Assume that this holds up to $n = k$, then for $n = k + 1$;
$a_{k + 1} = \frac{1}{2}(a_k + a_{k-1})$
$a_k$ is known as $a_k = 2 + 4(- \frac{1}{2})^k$
And $a_{k - 1}$ is also known as $a_{k - 1}= 2 + 4(- \frac{1}{2})^{k - 1}$
so I then have
$2a_{k+1} = (a_k + a_{k-1})$, and subbing in the values above for $a_k$ and $a_{k-1}$ gives
$2a_{k+1} = ((2 + 4(- \frac{1}{2})^k) + (2 + 4(- \frac{1}{2})^{k - 1}))$
Which can be simplified to
$a_{k+1} = (1 + 2(- \frac{1}{2})^k + 1 + 2(- \frac{1}{2})^{k - 1})$
and
$a_{k+1} = 2 + 2(- \frac{1}{2})^k + 2(- \frac{1}{2})^{k - 1}$
Using exponent laws for $ 2(- \frac{1}{2})^{k - 1}$ gives
\begin{equation*} \begin{aligned} 2(- \frac{1}{2})^{k - 1} &= 2(-\frac{1}{2})^{k} \times (- \frac{1}{2})^{-1} \\ &= 2(-\frac{1}{2})^{k} \times (-2) \\ &= -4(-\frac{1}{2})^{k} \\ \end{aligned} \end{equation*}
Subbing this back into $a_{k+1} = 2 + 2(- \frac{1}{2})^k + 2(- \frac{1}{2})^{k - 1}$ as
\begin{equation*} \begin{aligned} a_{k+1} &= 2 + 2(- \frac{1}{2})^k -4(-\frac{1}{2})^{k} \\ &= 2 - 2(- \frac{1}{2})^k \end{aligned} \end{equation*}
If the induction holds then
$ a_{k + 1} = 2 - 2(- \frac{1}{2})^k = 2 + 4(- \frac{1}{2})^{k + 1}$
Using power laws on $ 4(- \frac{1}{2})^{k + 1}$ gives
\begin{equation*} \begin{aligned} 4(- \frac{1}{2})^{k + 1} &= 4(- \frac{1}{2})^{k } \times (- \frac{1}{2})^{1} \\ &= 4(- \frac{1}{2})^{k } \times (- \frac{1}{2}) \\ &= -2(- \frac{1}{2})^{k } \\ \end{aligned} \end{equation*}
Using this result gives
\begin{equation*} \begin{aligned} a_{k + 1} &= 2 - 2(- \frac{1}{2})^k \\ &= 2 + 4(- \frac{1}{2})^{k + 1} \\ &= 2 -2(- \frac{1}{2})^{k } \\ \end{aligned} \end{equation*}
As required.
Therefore by the inductive hypothesis $\forall n \geq 2, a_n = 2 + 4(- \frac{1}{2})^n $
Deduce that $(a_n) \rightarrow 2$
If $(a_n) \rightarrow 2$ then as $n \rightarrow \infty, a_n \rightarrow 2$. So the limit of the sequence is $2$.

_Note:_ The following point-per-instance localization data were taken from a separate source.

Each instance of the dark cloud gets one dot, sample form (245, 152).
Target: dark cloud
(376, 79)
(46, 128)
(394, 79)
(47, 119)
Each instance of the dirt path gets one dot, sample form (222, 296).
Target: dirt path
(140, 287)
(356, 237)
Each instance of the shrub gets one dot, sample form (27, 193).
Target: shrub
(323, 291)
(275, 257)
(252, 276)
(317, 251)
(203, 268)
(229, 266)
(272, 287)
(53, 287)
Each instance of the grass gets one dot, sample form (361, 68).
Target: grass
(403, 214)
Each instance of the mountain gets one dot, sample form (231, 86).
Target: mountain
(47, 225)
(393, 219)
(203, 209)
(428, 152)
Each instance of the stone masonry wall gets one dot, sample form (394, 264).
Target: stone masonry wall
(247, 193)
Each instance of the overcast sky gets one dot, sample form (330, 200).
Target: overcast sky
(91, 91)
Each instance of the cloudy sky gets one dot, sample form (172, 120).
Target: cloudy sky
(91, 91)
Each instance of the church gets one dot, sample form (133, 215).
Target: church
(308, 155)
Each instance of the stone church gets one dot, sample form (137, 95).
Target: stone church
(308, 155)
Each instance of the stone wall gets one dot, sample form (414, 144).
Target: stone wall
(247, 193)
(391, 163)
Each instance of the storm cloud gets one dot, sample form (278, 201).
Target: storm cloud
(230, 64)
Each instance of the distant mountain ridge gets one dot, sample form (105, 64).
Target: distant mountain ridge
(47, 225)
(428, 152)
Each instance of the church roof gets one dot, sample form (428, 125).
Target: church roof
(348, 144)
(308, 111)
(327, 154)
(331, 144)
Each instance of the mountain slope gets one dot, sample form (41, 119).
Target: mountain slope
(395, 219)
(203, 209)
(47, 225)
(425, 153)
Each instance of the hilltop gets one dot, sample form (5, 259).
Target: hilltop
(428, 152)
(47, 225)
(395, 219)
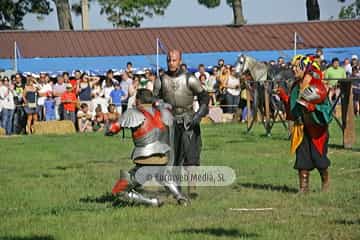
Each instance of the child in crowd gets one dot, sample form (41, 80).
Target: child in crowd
(84, 118)
(49, 105)
(117, 97)
(99, 119)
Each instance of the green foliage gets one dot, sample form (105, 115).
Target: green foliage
(214, 3)
(209, 3)
(129, 13)
(351, 11)
(12, 12)
(57, 187)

Using the definition of convergence:
$\forall \epsilon > 0$ there exist natural numbers $N,n$ where $n>N$ such that $|2 + 4(- \frac{1}{2})^n - 2| < \epsilon$
Which simplifies to $|4(- \frac{1}{2})^n| < \epsilon$ and $4(\frac{1}{2})^n < \epsilon$
Then, given $\epsilon > 0$ choose $N$ such that the minimum value of $N$ is $\log_2(\frac{4}{\epsilon})$ such that for all $n > N, a_n < \epsilon$
This can be seen as
\begin{equation*} \begin{aligned} N &> \log_2(\frac{4}{\epsilon}) \\ 2^N &> \frac{4}{\epsilon} \\ \frac{1}{2^N} &< \frac{\epsilon}{4} \\ \frac{4}{2^N} &< \epsilon \\ \end{aligned} \end{equation*}
As required.
This proves that $a_n \rightarrow 2$
Not sure if this is correct but could someone please check and if there is an easier way of proving this let me know!